Denkt selber

In den USA haben sich 15 Professoren der Elite-Universitäten Princeton, Harvard und Yale zu Semesterbeginn am 29.8.2017 in einem offenen Brief an ihre Studenten gewandt mit der Botschaft „Denkt selber“. Moderat formuliert, subversiv in seiner Einfachheit, ein Plädoyer für die intellektuelle Unabhängigkeit, gegen geistige Enge der politischen Korrektheit, mit der inzwischen radikalen Aufforderung an die Studenten: „Denkt selber“.
Hier der Link auf den Originaltext.
https://jmp.princeton.edu/announcements/some-thoughts-and-advice-our-students-and-all-students
Dieser Text „Denkt selber und diskutiert offen darüber“ ist im Deutschland zwei Jahre nach Budapest 9/2015 genauso dringlich – nicht nur für die Universitäten, sondern für den Diskurs zwischen den Bürgern überall in der Gesellschaft. Demokratie ohne Diskussion funktioniert nicht. Die Diskussionskultur ist Deutschland leider abhanden gekommen – im Parlament (ohne Opposition) wie in den Medien (linksliberal dominiert) als der Vierten Gewalt. Hier der Text in der deutschen Übersetzung von Dr. Wolfgang Hintze:
.

Einige Gedanken und Hinweise für unsere Studenten und alle Studenten
29. August 2017
Wir sind Wissenschaftler und Hochschullehrer an den Universitäten von Princeton, Harvard und Yale, und wir wollen den Studenten, die jetzt im ganzen Land auf das College kommen, einige Gedanken und Hinweise übermitteln. Unser Rat kann auf zwei Wörter reduziert werden:
Denkt selber.
Nun, das klingt sehr einfach.
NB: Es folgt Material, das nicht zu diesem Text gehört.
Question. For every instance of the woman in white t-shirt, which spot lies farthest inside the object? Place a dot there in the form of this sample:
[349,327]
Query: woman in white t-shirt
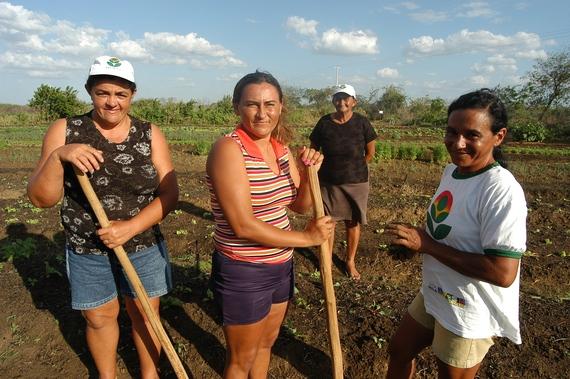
[472,245]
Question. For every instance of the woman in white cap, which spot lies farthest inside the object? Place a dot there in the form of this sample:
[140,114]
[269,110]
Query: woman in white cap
[131,171]
[347,140]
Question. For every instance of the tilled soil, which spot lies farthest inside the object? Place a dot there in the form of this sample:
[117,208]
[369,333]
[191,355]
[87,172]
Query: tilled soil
[41,337]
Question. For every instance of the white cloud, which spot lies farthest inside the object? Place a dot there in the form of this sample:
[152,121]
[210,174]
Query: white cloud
[531,54]
[190,43]
[483,68]
[302,26]
[44,44]
[76,40]
[410,5]
[479,80]
[477,9]
[15,18]
[388,72]
[500,59]
[478,41]
[333,41]
[429,16]
[350,43]
[130,49]
[36,65]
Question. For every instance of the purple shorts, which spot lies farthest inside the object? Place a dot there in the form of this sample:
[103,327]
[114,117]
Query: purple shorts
[245,291]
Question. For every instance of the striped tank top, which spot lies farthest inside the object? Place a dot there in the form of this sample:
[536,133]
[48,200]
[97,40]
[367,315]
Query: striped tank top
[270,195]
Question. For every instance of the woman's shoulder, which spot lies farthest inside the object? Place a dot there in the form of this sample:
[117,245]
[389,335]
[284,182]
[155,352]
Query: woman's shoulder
[325,119]
[360,118]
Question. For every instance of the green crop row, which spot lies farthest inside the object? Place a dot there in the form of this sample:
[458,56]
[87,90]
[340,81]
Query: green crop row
[436,153]
[389,145]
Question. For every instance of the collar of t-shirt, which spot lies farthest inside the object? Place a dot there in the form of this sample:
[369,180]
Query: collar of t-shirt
[251,147]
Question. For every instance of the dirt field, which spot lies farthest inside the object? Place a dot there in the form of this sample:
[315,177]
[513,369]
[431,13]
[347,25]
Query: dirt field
[41,337]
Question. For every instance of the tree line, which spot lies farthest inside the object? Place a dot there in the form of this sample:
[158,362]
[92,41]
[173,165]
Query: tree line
[538,107]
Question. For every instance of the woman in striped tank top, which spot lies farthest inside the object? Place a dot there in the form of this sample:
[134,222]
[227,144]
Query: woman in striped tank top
[252,182]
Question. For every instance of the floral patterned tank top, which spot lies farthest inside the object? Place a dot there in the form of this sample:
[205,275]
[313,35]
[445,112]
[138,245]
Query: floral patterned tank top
[125,184]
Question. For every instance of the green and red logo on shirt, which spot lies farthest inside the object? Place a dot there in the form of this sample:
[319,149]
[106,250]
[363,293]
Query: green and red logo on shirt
[438,212]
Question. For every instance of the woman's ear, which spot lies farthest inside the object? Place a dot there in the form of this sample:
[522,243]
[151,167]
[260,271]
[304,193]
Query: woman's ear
[500,136]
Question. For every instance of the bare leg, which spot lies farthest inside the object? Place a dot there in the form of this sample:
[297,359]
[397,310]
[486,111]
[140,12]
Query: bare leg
[146,342]
[352,238]
[269,336]
[102,333]
[446,371]
[249,346]
[408,341]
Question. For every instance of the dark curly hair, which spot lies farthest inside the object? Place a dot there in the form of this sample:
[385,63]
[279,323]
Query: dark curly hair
[283,132]
[486,99]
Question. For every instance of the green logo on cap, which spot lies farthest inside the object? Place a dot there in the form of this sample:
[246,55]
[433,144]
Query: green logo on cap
[114,62]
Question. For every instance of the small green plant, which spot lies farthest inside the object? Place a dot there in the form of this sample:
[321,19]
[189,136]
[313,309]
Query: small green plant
[379,341]
[528,131]
[315,275]
[290,329]
[50,270]
[301,302]
[205,266]
[171,302]
[439,154]
[19,249]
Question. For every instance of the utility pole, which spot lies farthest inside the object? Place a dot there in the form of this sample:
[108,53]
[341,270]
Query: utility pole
[337,70]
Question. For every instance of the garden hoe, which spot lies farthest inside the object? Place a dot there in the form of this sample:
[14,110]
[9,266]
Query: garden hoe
[326,277]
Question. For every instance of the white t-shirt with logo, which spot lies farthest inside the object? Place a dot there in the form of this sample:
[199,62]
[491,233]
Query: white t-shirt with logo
[480,213]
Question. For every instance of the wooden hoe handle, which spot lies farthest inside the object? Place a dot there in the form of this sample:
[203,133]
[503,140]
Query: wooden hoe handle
[133,278]
[326,277]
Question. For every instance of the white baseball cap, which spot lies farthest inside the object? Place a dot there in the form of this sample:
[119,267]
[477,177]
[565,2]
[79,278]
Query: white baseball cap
[345,88]
[107,65]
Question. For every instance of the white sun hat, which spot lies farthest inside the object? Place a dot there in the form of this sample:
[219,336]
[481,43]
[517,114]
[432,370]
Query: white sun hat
[108,65]
[345,88]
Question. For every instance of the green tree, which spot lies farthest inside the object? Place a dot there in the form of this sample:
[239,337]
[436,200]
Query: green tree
[54,102]
[548,84]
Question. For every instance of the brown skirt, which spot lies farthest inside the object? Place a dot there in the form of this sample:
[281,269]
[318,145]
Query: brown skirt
[346,201]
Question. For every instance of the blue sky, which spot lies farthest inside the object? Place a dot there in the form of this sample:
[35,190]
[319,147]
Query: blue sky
[198,50]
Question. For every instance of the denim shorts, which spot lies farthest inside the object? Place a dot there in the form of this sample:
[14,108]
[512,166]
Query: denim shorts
[94,279]
[245,291]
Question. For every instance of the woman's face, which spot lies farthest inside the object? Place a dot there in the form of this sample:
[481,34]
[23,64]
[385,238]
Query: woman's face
[470,140]
[259,109]
[343,102]
[111,100]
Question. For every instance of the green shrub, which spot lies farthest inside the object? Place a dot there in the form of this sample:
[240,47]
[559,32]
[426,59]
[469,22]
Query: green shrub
[439,154]
[409,152]
[528,132]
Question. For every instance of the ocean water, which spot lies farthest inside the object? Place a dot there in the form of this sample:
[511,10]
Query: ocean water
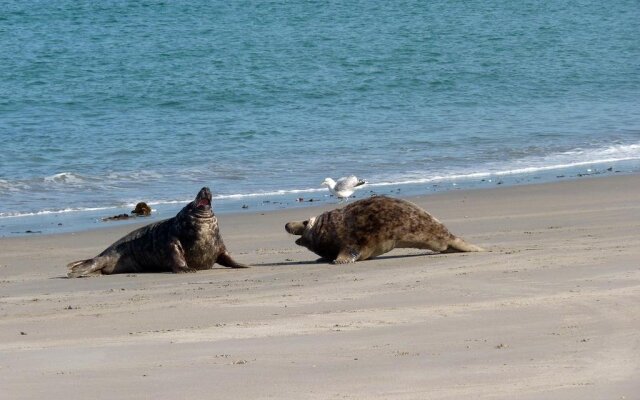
[107,103]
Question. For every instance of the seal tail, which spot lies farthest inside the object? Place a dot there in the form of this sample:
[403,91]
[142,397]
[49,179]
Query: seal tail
[460,245]
[82,268]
Aber Ihr werdet entdecken – wie es viele von Euch bereits auf der Highschool getan haben – dass selber denken eine Herausforderung ist. Es braucht dazu immer Selbstdisziplin, und heutzutage kann es auch Mut erfordern.
Im gegenwärtigen Klima ist es ja so einfach, Eure Ansichten und Euer Weltbild von der vorherrschenden Meinung prägen zu lassen, die Ihr auf Eurem Campus oder im weiteren akademischen Umfeld vorfindet. Die Gefahr, der sich jeder Student – oder jedes Fakultätsmitglied – gegenübersieht, ist die Unsitte, dem Konformismus zu verfallen und dem Gruppendenken nachzugeben.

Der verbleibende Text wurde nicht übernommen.